Et maintenant il rapporte;
« J’ai éprouvé un soulagement incroyable à sentir qu’il y avait un Autre; et par celui-là toutes choses au fond de moi.
La Présence répandue partout est le seul effluve qui m‘illumine, et le seul air que je puisse respirer jamais » conclut-il.

La consistance.
« Le Voyant, fidèle à sa Lumière, voit se dessiner progressivement la Forme et les attributs d’un Elément ultime, en qui toute chose trouve sa Consistance » dit-il.
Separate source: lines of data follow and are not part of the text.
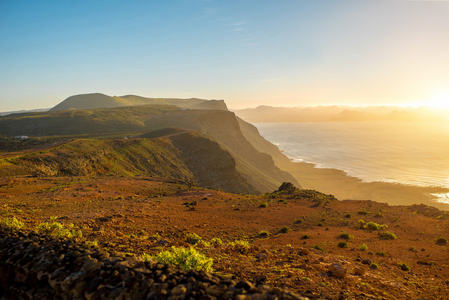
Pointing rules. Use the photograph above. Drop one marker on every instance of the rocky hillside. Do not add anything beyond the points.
(97, 100)
(258, 168)
(186, 157)
(222, 126)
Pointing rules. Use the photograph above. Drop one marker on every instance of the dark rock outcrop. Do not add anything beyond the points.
(40, 267)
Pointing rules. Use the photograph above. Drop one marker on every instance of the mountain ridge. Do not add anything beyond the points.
(99, 100)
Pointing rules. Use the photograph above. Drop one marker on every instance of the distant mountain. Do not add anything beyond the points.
(97, 100)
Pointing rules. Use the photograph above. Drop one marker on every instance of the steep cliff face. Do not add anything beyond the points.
(222, 126)
(252, 154)
(212, 166)
(253, 136)
(186, 157)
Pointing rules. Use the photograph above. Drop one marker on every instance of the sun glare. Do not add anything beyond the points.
(439, 100)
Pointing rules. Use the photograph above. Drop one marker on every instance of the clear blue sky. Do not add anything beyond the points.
(247, 52)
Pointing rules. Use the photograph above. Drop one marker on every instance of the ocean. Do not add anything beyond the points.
(413, 153)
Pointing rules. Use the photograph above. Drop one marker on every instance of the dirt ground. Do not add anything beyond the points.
(289, 240)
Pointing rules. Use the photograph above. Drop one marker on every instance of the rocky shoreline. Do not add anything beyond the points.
(34, 266)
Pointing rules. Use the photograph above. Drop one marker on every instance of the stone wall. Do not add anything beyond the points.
(33, 266)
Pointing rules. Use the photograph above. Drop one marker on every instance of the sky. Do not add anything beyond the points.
(247, 52)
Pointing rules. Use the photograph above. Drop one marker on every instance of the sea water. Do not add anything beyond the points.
(414, 153)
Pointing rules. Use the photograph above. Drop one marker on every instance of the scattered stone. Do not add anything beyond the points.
(337, 270)
(359, 271)
(65, 269)
(367, 261)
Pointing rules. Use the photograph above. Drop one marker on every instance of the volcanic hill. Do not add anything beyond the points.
(99, 195)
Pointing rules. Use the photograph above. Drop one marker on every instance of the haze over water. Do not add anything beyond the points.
(414, 153)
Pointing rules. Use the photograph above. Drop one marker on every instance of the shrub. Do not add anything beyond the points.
(193, 238)
(387, 236)
(239, 245)
(371, 226)
(362, 247)
(11, 223)
(186, 258)
(93, 243)
(441, 241)
(345, 235)
(318, 247)
(374, 266)
(57, 229)
(285, 229)
(343, 245)
(264, 233)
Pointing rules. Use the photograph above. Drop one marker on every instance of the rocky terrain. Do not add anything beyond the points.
(302, 240)
(41, 267)
(96, 200)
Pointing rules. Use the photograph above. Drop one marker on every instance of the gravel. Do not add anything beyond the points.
(34, 266)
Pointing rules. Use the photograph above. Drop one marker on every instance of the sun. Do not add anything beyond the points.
(439, 99)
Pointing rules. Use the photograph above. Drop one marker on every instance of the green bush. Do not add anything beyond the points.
(441, 241)
(239, 244)
(371, 226)
(387, 236)
(285, 229)
(186, 258)
(193, 238)
(11, 223)
(57, 229)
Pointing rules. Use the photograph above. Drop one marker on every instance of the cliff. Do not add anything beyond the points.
(98, 100)
(258, 168)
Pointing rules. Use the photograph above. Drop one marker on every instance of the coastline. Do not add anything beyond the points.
(345, 187)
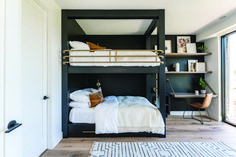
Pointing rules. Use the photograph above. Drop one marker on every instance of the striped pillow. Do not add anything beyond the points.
(96, 99)
(94, 46)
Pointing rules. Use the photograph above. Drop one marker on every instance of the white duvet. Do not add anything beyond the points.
(128, 114)
(93, 58)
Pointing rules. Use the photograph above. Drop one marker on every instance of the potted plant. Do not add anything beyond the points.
(202, 48)
(203, 85)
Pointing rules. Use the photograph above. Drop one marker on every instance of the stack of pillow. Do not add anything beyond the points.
(78, 45)
(86, 98)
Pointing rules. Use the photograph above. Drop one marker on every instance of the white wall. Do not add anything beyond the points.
(54, 71)
(218, 28)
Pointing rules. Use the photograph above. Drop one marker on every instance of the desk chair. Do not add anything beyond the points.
(206, 103)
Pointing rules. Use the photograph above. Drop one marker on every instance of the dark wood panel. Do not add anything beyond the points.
(113, 14)
(138, 83)
(96, 69)
(86, 130)
(112, 84)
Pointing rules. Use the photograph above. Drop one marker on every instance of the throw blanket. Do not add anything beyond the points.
(106, 116)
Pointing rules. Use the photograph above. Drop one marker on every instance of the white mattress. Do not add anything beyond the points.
(135, 114)
(106, 59)
(82, 115)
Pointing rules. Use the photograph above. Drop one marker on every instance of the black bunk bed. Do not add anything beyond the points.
(130, 80)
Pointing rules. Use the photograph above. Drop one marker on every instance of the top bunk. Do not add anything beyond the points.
(129, 53)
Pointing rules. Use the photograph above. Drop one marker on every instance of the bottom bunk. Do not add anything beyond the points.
(136, 114)
(117, 114)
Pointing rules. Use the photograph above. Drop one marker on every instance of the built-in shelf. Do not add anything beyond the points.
(190, 95)
(187, 54)
(187, 72)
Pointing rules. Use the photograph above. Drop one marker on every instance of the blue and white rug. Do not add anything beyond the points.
(161, 149)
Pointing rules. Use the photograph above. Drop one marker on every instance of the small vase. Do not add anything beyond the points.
(203, 91)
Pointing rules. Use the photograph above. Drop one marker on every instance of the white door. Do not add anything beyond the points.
(2, 66)
(34, 78)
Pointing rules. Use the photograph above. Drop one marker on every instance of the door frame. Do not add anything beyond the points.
(45, 66)
(223, 77)
(2, 75)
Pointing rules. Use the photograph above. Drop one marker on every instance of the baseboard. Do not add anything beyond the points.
(180, 113)
(55, 141)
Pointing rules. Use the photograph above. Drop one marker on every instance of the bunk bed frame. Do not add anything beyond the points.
(158, 20)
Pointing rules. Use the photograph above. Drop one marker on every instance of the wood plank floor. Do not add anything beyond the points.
(178, 130)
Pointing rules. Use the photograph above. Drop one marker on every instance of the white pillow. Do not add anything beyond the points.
(95, 91)
(79, 104)
(78, 45)
(81, 95)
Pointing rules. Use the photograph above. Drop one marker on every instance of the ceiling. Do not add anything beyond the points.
(182, 16)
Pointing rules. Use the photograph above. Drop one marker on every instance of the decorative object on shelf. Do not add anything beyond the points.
(191, 48)
(196, 92)
(181, 43)
(155, 47)
(166, 69)
(176, 66)
(202, 48)
(203, 85)
(192, 65)
(168, 46)
(201, 67)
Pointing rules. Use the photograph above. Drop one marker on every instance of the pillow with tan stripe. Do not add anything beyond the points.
(94, 46)
(95, 99)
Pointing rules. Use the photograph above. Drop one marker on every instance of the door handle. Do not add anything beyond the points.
(12, 125)
(45, 97)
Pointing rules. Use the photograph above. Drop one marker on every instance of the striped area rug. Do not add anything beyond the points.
(161, 149)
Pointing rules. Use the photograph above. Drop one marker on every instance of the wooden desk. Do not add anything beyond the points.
(189, 95)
Ces paroles sont bien étranges, si mystérieuses. L’esprit rationnel, concret, rempli de connaissances et de certitudes ne saisit plus. Le mystique parle d’une voie, d’un chemin autre, et il n’est plus compris; La vision mystique ne colle plus au réel;
mais qui est vraiment dans le réel?
Le Buddha, l’éveillé, et combien d’autres, en Orient comme ailleurs, bien que d’une autre tradition, est lui aussi dans le même cheminement.
« Que ma conscience devienne aussi vaste que les cieux, la terre et les peuples, aussi profonde que le désert et l’océan, aussi subtile que les atomes de matière et les pensées du cœur humain »(sic) a dit encore le Voyant.
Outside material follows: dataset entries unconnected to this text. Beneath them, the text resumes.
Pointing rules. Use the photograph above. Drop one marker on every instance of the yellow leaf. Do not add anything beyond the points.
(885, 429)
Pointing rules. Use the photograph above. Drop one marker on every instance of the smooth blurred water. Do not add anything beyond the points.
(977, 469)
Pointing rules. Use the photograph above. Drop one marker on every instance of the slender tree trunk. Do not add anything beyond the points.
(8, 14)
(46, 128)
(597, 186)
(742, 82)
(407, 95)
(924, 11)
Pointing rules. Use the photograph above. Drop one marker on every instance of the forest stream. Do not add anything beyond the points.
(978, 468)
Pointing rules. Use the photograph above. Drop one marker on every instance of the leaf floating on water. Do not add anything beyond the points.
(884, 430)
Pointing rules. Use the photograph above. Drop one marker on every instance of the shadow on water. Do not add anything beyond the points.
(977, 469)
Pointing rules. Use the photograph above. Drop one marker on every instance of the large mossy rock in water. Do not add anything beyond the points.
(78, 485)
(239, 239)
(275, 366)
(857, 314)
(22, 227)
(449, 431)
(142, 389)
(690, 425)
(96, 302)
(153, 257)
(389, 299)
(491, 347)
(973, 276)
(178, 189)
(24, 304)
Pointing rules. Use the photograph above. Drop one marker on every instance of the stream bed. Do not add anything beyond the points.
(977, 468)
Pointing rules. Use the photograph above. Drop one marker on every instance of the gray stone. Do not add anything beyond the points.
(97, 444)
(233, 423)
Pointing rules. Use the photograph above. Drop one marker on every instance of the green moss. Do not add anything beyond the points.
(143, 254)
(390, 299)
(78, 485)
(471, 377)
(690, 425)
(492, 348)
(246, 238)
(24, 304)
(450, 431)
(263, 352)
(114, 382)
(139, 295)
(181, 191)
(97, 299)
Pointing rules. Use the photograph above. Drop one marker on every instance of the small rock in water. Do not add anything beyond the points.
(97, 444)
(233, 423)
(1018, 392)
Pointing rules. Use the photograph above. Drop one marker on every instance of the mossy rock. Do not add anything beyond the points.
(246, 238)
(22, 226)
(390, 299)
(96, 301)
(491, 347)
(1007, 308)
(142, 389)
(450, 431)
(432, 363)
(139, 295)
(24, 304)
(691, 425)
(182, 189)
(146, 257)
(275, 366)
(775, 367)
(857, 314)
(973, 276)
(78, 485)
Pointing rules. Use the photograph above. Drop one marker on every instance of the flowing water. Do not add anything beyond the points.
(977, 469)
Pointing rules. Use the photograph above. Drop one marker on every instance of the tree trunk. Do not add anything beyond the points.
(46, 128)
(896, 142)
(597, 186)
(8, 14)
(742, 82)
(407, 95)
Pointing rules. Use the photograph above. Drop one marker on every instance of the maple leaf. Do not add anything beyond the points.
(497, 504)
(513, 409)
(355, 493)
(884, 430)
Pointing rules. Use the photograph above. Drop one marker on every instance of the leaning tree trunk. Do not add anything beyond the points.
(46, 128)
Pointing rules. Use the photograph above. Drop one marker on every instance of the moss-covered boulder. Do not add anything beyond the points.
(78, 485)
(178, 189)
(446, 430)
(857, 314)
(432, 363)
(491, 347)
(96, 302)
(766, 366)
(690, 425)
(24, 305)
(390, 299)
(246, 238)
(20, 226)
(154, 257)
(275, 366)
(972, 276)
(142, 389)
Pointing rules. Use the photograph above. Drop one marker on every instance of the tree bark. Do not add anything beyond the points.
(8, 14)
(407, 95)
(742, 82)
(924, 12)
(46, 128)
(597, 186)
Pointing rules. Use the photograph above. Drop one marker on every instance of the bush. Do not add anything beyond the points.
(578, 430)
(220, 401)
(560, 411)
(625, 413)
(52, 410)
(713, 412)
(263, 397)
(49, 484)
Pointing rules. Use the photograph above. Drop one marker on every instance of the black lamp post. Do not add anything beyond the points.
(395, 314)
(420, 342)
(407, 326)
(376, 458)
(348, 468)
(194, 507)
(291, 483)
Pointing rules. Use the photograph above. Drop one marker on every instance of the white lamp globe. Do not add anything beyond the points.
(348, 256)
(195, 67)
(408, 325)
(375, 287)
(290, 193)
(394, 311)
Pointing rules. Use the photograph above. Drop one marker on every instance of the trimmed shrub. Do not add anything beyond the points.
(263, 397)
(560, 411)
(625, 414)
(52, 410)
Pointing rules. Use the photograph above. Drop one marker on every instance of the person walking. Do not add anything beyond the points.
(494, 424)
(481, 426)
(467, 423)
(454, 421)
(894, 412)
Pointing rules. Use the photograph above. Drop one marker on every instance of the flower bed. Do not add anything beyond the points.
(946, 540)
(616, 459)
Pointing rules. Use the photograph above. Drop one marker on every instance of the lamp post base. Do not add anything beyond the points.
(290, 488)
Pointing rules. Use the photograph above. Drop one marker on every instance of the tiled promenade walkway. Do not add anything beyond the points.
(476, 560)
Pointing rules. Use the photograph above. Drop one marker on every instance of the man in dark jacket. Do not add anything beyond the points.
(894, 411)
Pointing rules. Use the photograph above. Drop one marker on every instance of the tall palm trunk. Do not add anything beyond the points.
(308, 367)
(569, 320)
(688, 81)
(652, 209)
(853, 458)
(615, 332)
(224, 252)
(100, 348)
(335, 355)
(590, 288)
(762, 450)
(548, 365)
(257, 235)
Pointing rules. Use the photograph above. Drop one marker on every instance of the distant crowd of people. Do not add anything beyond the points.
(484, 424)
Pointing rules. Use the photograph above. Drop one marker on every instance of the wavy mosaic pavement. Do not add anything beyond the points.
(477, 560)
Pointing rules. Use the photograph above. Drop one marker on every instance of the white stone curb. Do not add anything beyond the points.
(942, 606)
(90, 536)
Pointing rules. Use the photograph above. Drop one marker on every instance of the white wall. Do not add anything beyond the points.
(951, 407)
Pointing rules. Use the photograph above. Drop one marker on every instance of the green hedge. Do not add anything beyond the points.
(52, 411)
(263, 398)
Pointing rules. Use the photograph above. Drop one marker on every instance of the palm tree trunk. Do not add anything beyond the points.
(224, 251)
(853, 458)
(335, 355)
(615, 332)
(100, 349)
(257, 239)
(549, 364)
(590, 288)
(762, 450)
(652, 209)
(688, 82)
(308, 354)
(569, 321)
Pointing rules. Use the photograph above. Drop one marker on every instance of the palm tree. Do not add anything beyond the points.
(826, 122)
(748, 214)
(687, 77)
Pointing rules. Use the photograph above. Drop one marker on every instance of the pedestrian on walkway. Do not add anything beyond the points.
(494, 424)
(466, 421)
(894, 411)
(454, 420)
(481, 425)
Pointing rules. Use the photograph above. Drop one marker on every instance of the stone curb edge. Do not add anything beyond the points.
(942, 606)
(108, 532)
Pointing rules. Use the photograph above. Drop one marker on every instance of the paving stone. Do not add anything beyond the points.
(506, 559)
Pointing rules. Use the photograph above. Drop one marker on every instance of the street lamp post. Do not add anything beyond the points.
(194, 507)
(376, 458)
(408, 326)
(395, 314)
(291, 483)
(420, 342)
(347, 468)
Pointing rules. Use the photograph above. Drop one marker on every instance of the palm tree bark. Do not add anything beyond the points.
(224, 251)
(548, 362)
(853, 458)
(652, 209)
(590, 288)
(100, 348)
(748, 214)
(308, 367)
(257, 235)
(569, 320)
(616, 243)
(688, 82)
Tout l’être s’est ouvert à la Lumière, les atomes-énergie sont activés, libérés, l’intelligence, celle du cœur, est là, elle l‘irradie ; c’est la joie dans de constants nouveaux épanouissements et aussi dans la fatigue et les diminutions communes à chaque existence.
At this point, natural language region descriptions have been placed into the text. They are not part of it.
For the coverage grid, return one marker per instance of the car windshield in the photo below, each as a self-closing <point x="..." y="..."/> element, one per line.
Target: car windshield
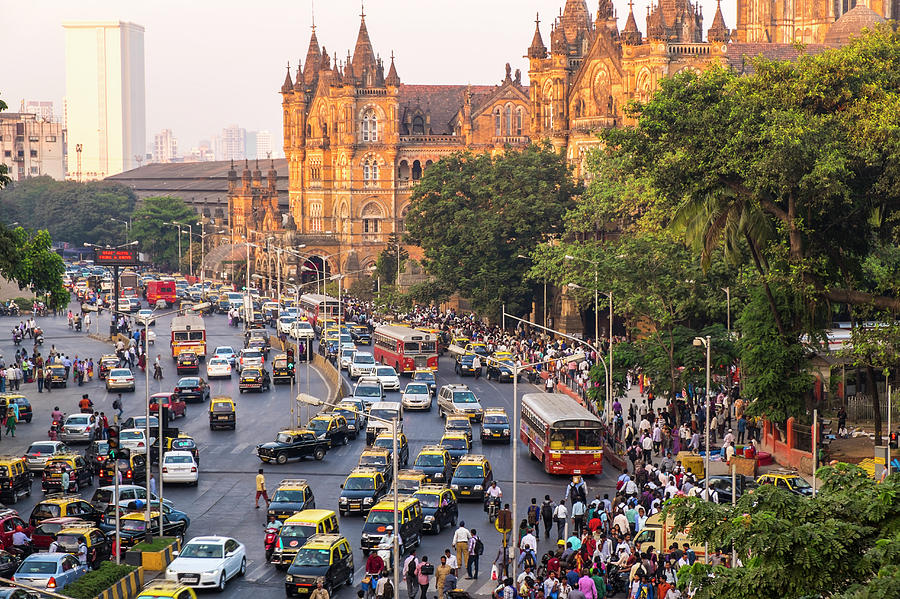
<point x="36" y="567"/>
<point x="430" y="460"/>
<point x="288" y="496"/>
<point x="312" y="557"/>
<point x="454" y="443"/>
<point x="470" y="471"/>
<point x="464" y="397"/>
<point x="427" y="499"/>
<point x="360" y="483"/>
<point x="203" y="551"/>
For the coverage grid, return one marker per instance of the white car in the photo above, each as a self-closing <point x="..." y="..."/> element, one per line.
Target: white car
<point x="301" y="329"/>
<point x="218" y="368"/>
<point x="388" y="378"/>
<point x="416" y="396"/>
<point x="208" y="562"/>
<point x="120" y="379"/>
<point x="134" y="440"/>
<point x="363" y="364"/>
<point x="284" y="324"/>
<point x="180" y="467"/>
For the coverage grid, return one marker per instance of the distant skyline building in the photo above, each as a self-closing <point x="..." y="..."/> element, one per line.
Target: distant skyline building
<point x="165" y="147"/>
<point x="105" y="97"/>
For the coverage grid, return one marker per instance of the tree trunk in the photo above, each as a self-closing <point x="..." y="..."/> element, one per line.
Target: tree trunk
<point x="872" y="384"/>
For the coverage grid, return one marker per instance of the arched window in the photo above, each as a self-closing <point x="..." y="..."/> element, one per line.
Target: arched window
<point x="370" y="126"/>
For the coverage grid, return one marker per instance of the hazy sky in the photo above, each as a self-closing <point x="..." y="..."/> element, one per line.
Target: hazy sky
<point x="211" y="63"/>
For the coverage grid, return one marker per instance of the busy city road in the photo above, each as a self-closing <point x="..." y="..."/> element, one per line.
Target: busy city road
<point x="222" y="503"/>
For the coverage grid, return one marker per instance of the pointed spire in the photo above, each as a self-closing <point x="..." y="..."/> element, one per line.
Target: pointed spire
<point x="718" y="32"/>
<point x="363" y="55"/>
<point x="537" y="48"/>
<point x="393" y="78"/>
<point x="288" y="85"/>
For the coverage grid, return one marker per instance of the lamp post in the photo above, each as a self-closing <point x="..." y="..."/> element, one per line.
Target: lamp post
<point x="707" y="343"/>
<point x="395" y="426"/>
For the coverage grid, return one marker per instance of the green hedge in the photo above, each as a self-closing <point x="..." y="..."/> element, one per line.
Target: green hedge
<point x="93" y="583"/>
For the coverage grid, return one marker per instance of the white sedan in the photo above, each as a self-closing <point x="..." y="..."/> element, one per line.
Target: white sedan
<point x="208" y="562"/>
<point x="218" y="368"/>
<point x="180" y="467"/>
<point x="388" y="378"/>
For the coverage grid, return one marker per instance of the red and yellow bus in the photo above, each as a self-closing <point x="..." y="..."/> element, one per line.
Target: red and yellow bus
<point x="561" y="434"/>
<point x="317" y="308"/>
<point x="406" y="349"/>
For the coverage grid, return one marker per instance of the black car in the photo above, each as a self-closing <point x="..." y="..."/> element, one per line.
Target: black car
<point x="502" y="370"/>
<point x="291" y="445"/>
<point x="96" y="454"/>
<point x="191" y="388"/>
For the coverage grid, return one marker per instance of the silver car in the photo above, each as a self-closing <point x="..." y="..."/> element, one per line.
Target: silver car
<point x="416" y="396"/>
<point x="37" y="455"/>
<point x="77" y="428"/>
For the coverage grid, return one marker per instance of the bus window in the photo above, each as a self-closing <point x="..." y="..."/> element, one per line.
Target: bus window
<point x="589" y="438"/>
<point x="562" y="439"/>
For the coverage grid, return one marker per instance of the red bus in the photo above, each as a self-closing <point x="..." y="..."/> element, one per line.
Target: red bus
<point x="562" y="434"/>
<point x="404" y="348"/>
<point x="161" y="290"/>
<point x="317" y="308"/>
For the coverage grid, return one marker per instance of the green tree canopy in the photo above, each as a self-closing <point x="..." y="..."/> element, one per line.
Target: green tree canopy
<point x="158" y="239"/>
<point x="475" y="214"/>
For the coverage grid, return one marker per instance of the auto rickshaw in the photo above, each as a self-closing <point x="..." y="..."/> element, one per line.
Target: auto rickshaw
<point x="222" y="413"/>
Cependant rien ne saura arrêter la Force de l’Esprit, elle est la vraie Vie. Le mystique n’a pas posé un acte de foi, il est dans le présent, l’expérience naturellement.
La Consistance dont parle Teilhard.

Le cercle de l’énergie.
La création ne s’arrête jamais nous dit Teilhard dans son exposé.
« Pour capter un peu plus de l’Energie créatrice, il développe inlassablement sa pensée; il dilate son cœur; il intensifie son activité extérieure. Car la créature doit travailler, si elle veut être créée davantage » dit-il.
L’énergie est généreuse, l’orant fait de terre est tourné vers le ciel, se donne et, miracle de la déité, est comblé; pour lui, d’instants en instants de nouveaux espaces lui sont offerts.
Tu reçois à la mesure que ton don (et bien au-delà), murmure le sage.
Il n’y a pas de limite à l’effort, au travail pour la transparence, la pureté de l’esprit et du cœur, est-il dit encore.

Le cercle de l’esprit.
Il y a un grand mystère qui est « que la Vérité même révélée est jamais acquise une fois pour toute ».
Donc, elle se garde se nourrit, est une vie qu’il faut entretenir dont il faut prendre soin, aider et choyer, Teilhard insiste, tant cela est important, le Voyant est heureux de sa tâche, « de frayer sans arrêt une route à la Pensée et à la Vie»(sic).
Et puis, parvenu au-delà de certaines brumes qui font que les choses seront vues autrement, de façon plus limpides plus lumineuses, le mystique sera tenté d’en oublier la Terre; et Teilhard de préciser:
« Renonce donc à ton égoïsme et à la peur de souffrir. Aime les autres comme toi-même, Dieu attend de toi plus d’ouverture et plus de souplesse, l’Orant corps et âme est devenu une parcelle divine »(page 187).

Le cercle de la personne.
Le voyage dans ce monde étrange le mystique le parcoure.
L’inconnu, le mystère font peur. Le milieu divin le père Teilhard essaie de me le faire comprendre, de me le faire approcher.
« J’ai vu passer une Ombre, quelque chose comme la vapeur d’une âme universelle qui voudrait naitre, je le sens, cette entité mystérieuse a un nom et un visage, Jésus »( page 188).